= Helice (mythology) =

Greek mythological figure

In Greek mythology, Helice (Ἑλίκη; /en/ or /el/, HEH-li-kee, modern /el/, eh-LEE-kee) was a name shared by several women:

- Helice, nurse of the god Zeus during his infancy on Crete together with her sister Aex. Her name suggests that she was a "willow-nymph", just as there were oak-tree nymphs and ash-nymphs (Dryads and Meliae). It is likely that she is the same as Ide. When Cronus once came to Crete in search of Zeus, the young god hid himself and his nurses by turning them into bears, as he became a serpent. Later, when he became king, he made them both constellations, Helice becoming Ursa Major, while Cynosura became Ursa Minor. Helice, in antiquity, was a common proper name for the constellation Ursa Major. Another account relates that Helice and her sister Aex were the nymph-daughters of Olenus, son of Hephaestus.
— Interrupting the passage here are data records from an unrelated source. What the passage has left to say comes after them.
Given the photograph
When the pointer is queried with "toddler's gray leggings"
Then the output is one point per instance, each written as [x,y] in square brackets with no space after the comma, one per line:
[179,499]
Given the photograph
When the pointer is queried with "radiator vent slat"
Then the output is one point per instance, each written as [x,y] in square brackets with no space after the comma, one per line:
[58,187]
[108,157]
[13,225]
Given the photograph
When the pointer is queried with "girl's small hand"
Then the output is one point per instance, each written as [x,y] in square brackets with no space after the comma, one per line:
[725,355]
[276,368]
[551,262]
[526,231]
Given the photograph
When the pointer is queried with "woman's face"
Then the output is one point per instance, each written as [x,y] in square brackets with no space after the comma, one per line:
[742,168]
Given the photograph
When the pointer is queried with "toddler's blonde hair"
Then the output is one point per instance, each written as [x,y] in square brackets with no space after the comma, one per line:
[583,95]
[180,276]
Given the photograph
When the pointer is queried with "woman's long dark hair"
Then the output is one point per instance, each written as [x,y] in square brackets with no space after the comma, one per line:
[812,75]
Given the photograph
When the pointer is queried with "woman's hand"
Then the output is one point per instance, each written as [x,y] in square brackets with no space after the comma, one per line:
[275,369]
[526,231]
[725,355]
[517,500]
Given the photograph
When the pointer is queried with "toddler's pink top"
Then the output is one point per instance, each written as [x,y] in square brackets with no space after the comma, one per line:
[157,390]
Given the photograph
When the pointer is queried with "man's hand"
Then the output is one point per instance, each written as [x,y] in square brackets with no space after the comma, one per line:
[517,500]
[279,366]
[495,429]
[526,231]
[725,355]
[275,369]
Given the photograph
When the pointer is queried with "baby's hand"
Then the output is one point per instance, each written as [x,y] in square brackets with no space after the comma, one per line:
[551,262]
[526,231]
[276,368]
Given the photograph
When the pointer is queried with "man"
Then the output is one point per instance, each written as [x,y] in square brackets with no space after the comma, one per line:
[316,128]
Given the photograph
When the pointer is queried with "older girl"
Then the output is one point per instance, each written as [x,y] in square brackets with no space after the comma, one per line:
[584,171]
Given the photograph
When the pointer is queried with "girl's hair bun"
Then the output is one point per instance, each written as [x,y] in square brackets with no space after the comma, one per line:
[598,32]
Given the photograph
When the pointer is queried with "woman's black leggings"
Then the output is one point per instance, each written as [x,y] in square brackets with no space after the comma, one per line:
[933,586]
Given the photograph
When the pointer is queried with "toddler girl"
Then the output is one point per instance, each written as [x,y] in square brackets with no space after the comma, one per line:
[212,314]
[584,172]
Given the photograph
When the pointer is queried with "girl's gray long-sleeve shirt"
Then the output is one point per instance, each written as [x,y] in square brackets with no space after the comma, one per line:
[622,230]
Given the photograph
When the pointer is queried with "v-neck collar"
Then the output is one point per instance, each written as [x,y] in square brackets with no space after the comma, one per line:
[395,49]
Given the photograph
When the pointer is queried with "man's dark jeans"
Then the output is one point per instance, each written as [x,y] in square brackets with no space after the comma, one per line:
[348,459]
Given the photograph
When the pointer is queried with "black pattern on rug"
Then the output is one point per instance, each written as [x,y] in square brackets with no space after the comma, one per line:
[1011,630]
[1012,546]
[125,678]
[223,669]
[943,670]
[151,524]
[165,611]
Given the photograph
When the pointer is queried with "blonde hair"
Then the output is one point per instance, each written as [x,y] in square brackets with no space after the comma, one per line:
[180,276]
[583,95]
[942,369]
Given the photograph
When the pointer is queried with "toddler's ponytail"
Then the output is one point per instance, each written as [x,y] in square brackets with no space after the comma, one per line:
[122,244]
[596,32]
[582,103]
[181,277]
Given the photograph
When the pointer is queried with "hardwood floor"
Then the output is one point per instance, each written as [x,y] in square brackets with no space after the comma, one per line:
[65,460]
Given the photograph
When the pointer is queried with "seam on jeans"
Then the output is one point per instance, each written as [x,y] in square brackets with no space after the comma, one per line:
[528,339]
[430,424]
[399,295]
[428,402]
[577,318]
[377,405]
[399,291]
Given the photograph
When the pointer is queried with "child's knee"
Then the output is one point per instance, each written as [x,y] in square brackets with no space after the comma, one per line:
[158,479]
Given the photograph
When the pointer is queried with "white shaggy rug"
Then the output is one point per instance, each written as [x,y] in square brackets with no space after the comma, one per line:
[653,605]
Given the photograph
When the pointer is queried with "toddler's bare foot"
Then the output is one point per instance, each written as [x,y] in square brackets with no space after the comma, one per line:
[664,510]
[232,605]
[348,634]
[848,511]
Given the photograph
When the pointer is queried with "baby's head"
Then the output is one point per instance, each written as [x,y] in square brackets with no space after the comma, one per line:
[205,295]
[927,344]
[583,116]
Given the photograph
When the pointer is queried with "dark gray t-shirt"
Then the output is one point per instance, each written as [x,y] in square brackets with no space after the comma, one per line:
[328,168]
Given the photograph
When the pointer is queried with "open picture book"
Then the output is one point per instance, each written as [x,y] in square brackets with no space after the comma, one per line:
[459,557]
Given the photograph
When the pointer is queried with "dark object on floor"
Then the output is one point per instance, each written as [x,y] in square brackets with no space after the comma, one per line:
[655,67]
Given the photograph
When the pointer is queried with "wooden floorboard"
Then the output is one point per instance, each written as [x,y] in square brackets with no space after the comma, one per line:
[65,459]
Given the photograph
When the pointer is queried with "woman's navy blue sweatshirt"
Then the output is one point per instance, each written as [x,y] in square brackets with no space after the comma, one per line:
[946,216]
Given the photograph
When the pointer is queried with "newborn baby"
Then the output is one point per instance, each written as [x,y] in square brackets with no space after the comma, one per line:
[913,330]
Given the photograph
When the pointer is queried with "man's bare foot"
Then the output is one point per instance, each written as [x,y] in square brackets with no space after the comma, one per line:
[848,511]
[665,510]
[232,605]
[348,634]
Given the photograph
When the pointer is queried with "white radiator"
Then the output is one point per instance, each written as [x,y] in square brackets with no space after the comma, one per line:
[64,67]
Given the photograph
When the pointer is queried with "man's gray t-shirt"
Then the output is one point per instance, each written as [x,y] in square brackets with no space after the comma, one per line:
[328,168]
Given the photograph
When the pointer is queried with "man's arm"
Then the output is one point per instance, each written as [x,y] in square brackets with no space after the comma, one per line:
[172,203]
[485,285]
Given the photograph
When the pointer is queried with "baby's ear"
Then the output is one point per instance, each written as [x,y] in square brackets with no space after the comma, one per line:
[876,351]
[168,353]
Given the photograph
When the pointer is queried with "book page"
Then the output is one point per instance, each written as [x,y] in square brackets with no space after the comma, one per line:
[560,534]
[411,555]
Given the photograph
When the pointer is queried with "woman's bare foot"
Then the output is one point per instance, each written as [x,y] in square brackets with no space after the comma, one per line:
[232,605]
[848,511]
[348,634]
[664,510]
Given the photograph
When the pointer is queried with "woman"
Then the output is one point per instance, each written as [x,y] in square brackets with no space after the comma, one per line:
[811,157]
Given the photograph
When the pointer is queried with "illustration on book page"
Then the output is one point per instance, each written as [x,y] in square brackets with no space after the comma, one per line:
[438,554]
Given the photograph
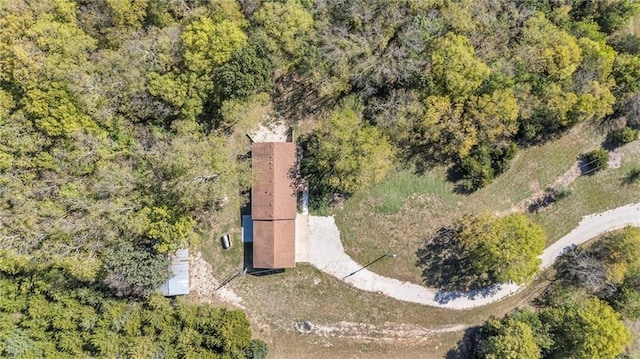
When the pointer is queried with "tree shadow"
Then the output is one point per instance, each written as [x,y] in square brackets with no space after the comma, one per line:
[445,265]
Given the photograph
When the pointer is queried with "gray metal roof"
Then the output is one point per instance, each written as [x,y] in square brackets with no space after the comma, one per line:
[178,284]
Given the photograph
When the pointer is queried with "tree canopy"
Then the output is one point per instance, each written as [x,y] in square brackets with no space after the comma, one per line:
[477,251]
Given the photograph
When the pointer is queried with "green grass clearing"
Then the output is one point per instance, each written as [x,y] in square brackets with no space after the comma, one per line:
[371,225]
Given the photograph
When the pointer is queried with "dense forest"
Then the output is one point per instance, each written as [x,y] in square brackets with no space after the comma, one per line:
[117,117]
[580,315]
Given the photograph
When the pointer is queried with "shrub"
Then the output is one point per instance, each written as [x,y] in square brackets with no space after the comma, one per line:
[623,136]
[596,160]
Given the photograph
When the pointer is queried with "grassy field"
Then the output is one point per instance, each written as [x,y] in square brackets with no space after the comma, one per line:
[398,215]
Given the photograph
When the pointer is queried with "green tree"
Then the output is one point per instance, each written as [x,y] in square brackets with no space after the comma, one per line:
[501,249]
[133,271]
[208,44]
[287,25]
[510,339]
[591,329]
[345,155]
[455,67]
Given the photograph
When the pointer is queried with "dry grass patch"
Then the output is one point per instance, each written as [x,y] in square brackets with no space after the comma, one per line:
[591,194]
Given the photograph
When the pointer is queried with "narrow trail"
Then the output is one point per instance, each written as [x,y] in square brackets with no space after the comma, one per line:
[327,254]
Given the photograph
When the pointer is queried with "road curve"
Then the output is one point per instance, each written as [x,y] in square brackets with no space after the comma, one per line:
[327,254]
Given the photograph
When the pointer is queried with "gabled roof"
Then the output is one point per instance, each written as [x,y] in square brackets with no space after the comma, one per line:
[273,196]
[273,204]
[274,244]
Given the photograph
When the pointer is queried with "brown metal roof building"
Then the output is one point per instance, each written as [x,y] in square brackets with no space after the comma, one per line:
[273,204]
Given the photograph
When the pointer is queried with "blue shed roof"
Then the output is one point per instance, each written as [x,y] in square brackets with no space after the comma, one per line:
[178,284]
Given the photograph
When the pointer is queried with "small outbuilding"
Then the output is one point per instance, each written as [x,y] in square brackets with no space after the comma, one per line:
[178,284]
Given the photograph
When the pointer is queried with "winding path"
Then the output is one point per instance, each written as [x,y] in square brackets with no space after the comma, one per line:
[327,254]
It was said that the trio gave their names to the following cities— Olenus in Aulis, Helice in the Peloponnesus, and Aex in Haemonia.
- Helice, another name of Callisto, a daughter of King Lycaon of Arcadia and one of Artemis' nymphs. She was beloved by Zeus, but Hera, out of jealousy, metamorphosed her into a she-bear, whereupon Zeus placed her among the stars, under the name of the Great Northern Bear. In one version, Demeter asks the stars whether they know anything about her daughter Persephone's abduction, and Helice tells her to ask Helios, who knows the deeds of the day, because the night is blameless and knows nothing.
- Helice, a nymph who became the wife of King Oenopion of Chios and mother by him of Melas, Talus, Maron, Euanthes, Salagus, Athamas and Merope (Aero).
- Helice, an Aegialian princess as the only daughter of King Selinus who wed her with Ion. By the latter, she became the mother of Bura. Later on, Ion built a city which he named after Helice.